10.7 Modeling the Spread of a Disease

Main Points:
Differential equations can be used to describe disease outbreaks and are helpful in finding the necessary vaccination to stop the spread of a disease. The SIR model is used to model this. S stands for the number of people capable of becoming sick. I represents the the number of infected people, and R represents the number of recovered or people who are unable to get sick. The number of people susceptible decreases, so the slope that represents this (dS/dt) = -aSI. The rate of infected increases at the same rate as the rate of susceptible category minus those who have recovered OR DIED. This slope can be represented as (dI/dt)= aSI - bI. The recovered group OR DEAD GROUP has the rate of increase of (dR/dt)= bI. a represents how infectious a disease is, so if you know the initial conditions, you can roughly calculate this constant. b represents the rate at which the infected are removed from the infected population. If you consider vaccination, the vaccinated represent people removed from the infected population.
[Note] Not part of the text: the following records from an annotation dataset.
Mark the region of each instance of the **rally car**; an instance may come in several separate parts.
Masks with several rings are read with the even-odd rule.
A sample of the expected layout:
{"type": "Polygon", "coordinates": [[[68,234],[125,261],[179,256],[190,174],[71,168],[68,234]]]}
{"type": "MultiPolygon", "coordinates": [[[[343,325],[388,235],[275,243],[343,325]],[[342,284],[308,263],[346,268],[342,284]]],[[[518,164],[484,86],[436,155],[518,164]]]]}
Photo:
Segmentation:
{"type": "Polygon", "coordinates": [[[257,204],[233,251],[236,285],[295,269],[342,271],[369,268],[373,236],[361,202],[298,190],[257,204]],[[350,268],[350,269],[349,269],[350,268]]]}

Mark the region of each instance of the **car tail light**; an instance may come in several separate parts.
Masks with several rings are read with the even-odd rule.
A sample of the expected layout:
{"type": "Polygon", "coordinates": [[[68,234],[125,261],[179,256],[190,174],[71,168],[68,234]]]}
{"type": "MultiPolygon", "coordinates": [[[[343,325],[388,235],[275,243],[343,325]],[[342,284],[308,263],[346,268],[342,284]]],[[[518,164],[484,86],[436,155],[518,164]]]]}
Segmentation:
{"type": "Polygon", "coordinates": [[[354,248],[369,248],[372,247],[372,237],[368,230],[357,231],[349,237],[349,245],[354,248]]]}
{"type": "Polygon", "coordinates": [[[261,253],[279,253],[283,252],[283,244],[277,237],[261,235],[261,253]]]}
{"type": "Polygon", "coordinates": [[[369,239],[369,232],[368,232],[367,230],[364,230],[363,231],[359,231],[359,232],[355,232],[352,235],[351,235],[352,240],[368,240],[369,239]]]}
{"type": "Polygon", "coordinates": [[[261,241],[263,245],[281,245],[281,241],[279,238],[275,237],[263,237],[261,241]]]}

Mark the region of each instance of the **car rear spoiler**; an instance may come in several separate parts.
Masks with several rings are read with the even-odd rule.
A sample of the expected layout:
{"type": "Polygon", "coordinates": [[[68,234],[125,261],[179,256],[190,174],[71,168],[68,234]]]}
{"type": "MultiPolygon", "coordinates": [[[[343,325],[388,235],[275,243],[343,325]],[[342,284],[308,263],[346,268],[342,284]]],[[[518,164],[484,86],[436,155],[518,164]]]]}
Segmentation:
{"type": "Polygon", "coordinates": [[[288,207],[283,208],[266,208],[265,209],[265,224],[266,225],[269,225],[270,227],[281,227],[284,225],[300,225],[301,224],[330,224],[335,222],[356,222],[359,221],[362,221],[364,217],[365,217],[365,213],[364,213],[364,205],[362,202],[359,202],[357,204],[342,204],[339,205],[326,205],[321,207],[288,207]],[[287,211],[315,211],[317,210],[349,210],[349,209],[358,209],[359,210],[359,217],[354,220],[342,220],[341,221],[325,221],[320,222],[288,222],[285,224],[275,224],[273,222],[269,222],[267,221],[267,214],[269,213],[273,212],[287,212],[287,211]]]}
The threshold is the point when the number of infecteds starts to decrease. If enough people are vaccinated that the disease can only infect as many as are represented by the threshold, then it will decrease rapidly just like the graph shows.

Challenges
I honestly think the book explains how to graph this very poorly, I do understand it, but I feel it is a challenging thing to look at this section in the text book and figure out through their jargon how the heck to graph it.

Reflections
This is really really useful stuff. Learning how and when to stop an epidemic or at least an outbreak with calculus is pretty amazing.